Janssen Biotech announced that the Food and Drug Administration has approved Zytiga (abiraterone acetate) in combination with prednisone for high-risk castration-sensitive prostate cancer.
The approval was based at findings from the phase 3 LATITUDE trial in which there was a 38 percent reduction in the risk of death with the addition of Zytiga and prednisone to ADT compared with ADT alone. After a median follow-up of 30.4 months, median overall survival (OS) was not yet reached with Zytiga versus 34.7 months with placebo for patients with high-risk metastatic, castration-sensitive prostate cancer.
“LATITUDE was a large global trial which produced impressive and clinically significant results in overall survival,” lead investigator of the study Karim Fizazi, M.D., Ph.D., Head of the Medical Oncology Department at Institute Gustave Roussy, Villejuif, France, said in a statement. “With today’s approval, abiraterone acetate plus prednisone could become a standard of care for patients with metastatic high-risk castration-sensitive prostate cancer.”
In the LATITUDE trial, 1,199 newly diagnosed patients with high-risk metastatic prostate cancer were randomized to Zytiga, prednisone, and ADT or ADT and placebo. Patients had not received prior ADT and had at least two of three risk factors: a Gleason score (a grading system that rates prostate cancer severity) greater of eight or more, measurable visceral metastases or three or more bone lesions.
In each group, approximately 20 percent of patients were 75 years of age or older, with a median age around 68 years. The Gleason score at diagnosis was eight or greater for nearly all men enrolled (98 percent) and nearly all enrolled had three or more sites of bone metastases (98 percent). The baseline pain score was four or more for just over a quarter of men in the trial, and the majority had a pain score of zero or one (50 percent).
The median radiographic progression-free survival with Zytiga was 33 months compared with 14.8 months for ADT alone, representing a 53 percent reduction in the risk of progression or death. The OS rate at three years was 66 percent in the Zytiga group versus 49 percent with ADT.
The time to pain progression was reduced by 31 percent with Zytiga versus ADT. Additionally, the risk of developing a skeletal-related event was 30 percent lower with Zytiga versus ADT. The risk of starting chemotherapy was reduced by 56 percent with Zytiga versus ADT alone.
Overall, 63 percent of men in the Zytiga group experienced a grade 3/4 adverse event (AE) compared with 48 percent of those in the placebo arm.
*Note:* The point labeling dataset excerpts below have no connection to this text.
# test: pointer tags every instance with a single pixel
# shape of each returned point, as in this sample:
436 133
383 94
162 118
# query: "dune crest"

The most common grade 3/4 AEs with Zytiga versus placebo, respectively, were hypertension; hypokalemia ; elevated alanine aminotransferase, and elevated aspartate aminotransferase.
Serious AEs were experienced by 28 percent versus 24 percent of men in the Zytiga group and placebo arm, respectively. AEs led to treatment discontinuation for 12 percent of men in the investigational group versus 10 percent in the placebo arm, and AEs led to death for five percent and four percent of men, respectively.
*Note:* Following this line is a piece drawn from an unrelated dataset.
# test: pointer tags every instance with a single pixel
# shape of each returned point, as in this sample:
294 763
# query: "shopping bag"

In a further analysis of patient-reported outcomes, there was a delay in degradation of health-related quality of life (HrQOL) with Zytiga versus ADT alone. This equated to a 15 percent reduction in the risk of HrQOL degradation with the addition of Zytiga. Moreover, the time to worst fatigue intensity progression was delayed by 35 percent.
“Today’s approval marks an important step in addressing the unmet needs of patients with metastatic high-risk castration-sensitive prostate cancer by providing an option that has demonstrated improvement in overall survival,” Andree Amelsberg, M.D., vice president of Oncology Medical Affairs at Janssen Biotech, Inc., part of the Janssen Pharmaceutical Companies of Johnson & Johnson, said in a statement. “This milestone is an exciting turning point for researchers and clinicians, and most importantly, for patients suffering from this disease and their families who now have an important additional therapeutic option.”
Zytiga was first approved in 2011 in combination with prednisone for the treatment of men with metastatic castration-resistant prostate cancer following chemotherapy. It has since gained approval earlier in the treatment paradigm for use prior to chemotherapy.